Utilizzando le apparecchiature 5G fornite da Nokia e i satelliti per le comunicazioni geosincrone (GEO) forniti da Hispasat, l’operatore satellitare spagnolo, il team 5G Innovation di O2 può monitorare a distanza lo stato dei CAV, compresa la loro posizione, il movimento e la velocità. Una versione digitale gemella sarà inoltre trasmessa sugli schermi del laboratorio di O2 presso il laboratorio dell’Università di Glasgow, inaugurato a marzo, e presso la sede centrale dell’azienda a Bath Road, Slough.

Utilizzando le immagini satellitari per vedere le aree attraversate dai veicoli e monitorare la biodiversità locale, il team del laboratorio è in grado di calcolare il risparmio di emissioni ottenuto percorrendo diversi percorsi in base alla cattura del carbonio dagli alberi vicini. Questa ricerca informerà su come i partner di vendita al dettaglio di O2 effettuano le consegne dell’ultimo miglio, portando merci, come ad esempio generi alimentari, direttamente ai loro clienti.

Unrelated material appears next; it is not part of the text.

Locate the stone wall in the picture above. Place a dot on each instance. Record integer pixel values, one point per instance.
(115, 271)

Annunciato per la prima volta nel giugno 2019, il progetto Darwin riunisce le università di Oxford e Glasgow, Hispasat, start-up specializzate in soluzioni di mobilità autoguidate e Darwin Innovation Group Oxford, per testare nuove tecnologie e soluzioni di connettività end-to-end con 5G e comunicazioni satellitari.

Amanda Solloway MP, Ministro per la Scienza, la Ricerca e l’Innovazione ha detto: “Il settore spaziale del Regno Unito sta applicando tecnologie pionieristiche come il satellite e il 5G a prodotti e servizi essenziali che contribuiranno a trasformare la nostra vita quotidiana. Sono incredibilmente entusiasta del fatto che il primo laboratorio di auto senza conducente dell’O2 permetterà alle nostre aziende più innovative di testare queste tecnologie e ci porterà un altro passo avanti verso la messa in sicurezza dei veicoli a guida autonoma sulle nostre strade”.